Tracking the bacterial position during initiation of colonization. For all images, bacteria were labeled with probes specific for 16S rRNA (green), and squid tissue was stained with Alex Fluor 633-phalloidin (blue). (A′ to D′) Enlargements of the boxed regions in panels A to D, respectively. Magnifications, ×40. (A, A′) Before exposure, no bacteria were visible within the light organ of the host. (B, B′) After 3 h of exposure, bacteria (arrowheads) have associated with the host and begin to be visible within the light organ ducts, located immediately in the interior of the pores (Fig. 1C). (C, C′) By 6 h postexposure, bacteria have migrated into the light organ and have begun to colonize the crypt space. (D, D′) After 24 h of exposure, the host is bioluminescent and the symbionts are visible throughout the crypts.

FIG 4

Tracking expression of luxA during host colonization. (A and B) Visualization of V. fischeri by labeling of the 16S rRNA (green); (A′ and B′) expression of the luxA gene (red); (A″ and B″) visualization of host tissue by labeling the EsHsp90 transcript (blue), in which the label is overlaid with the two bacterial labels; (A, A′, and A″) at 6 h after inoculation, V. fischeri (arrows) has migrated into the crypts but has not yet grown to a sufficient density to induce strong expression of the luxA gene; (B, B′, and B″) after 24 h, when the symbionts (arrows) are densely packed and brightly bioluminescent, V. fischeri shows strong expression of the luxA gene.

FIG 5

The EsPgrp1/2 transcript level is elevated predominantly in the crypts by 24 h postcolonization. (A and B) Visualization of V. fischeri by labeling of the 16S rRNA (green); (A′ and B′) expression of EsPgrp1/2 (red); (A″ and B″) visualization of host tissue by labeling the EsHsp90 transcript (blue), in which the label is overlaid with the two other labels; (A, A′, and A″) EsPgrp1/2 is expressed in the symbiotic (Sym.) crypt epithelium at 24 h postcolonization; (B, B′, and B″) in contrast, its expression is undetectable in the crypts of aposymbiotic (Apo.) animals at the same stage of development. d, duct; a, antechamber; b, bottleneck; c, crypt (as shown in Fig. 1).

FIG 6

Tracking of a host transcriptional response to the bacterial symbiont.

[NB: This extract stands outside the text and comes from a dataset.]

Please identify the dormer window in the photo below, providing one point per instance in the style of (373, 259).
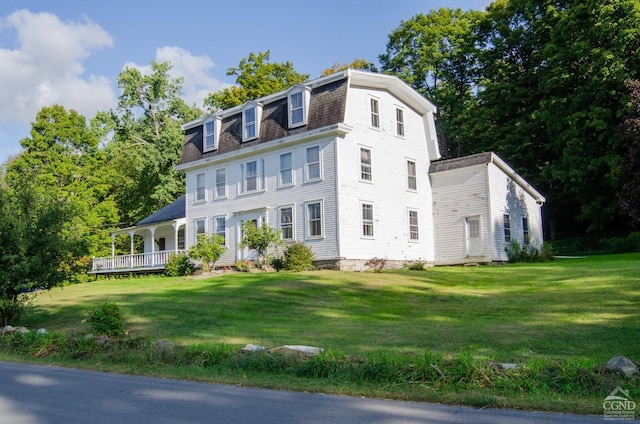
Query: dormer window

The light organs from aposymbiotic (A) and symbiotic (B) animals at 24 h postcolonization were labeled with three probes. EsHsp90 (blue) labels the light organ throughout, but EsCadDP1 (red) is found only in the ducts (d) and antechamber (a) adjacent to the V. fischeri (whose 16S rRNA is labeled green)-colonized crypts (c). (C) The EsCadDP1 signal is localized to the ducts and not the epithelium in contact with the bacteria. Ant., anterior; Pos., posterior; cf, ciliated field (as in Fig. 1). Magnifications, ×10 (A and B) and ×40 (C).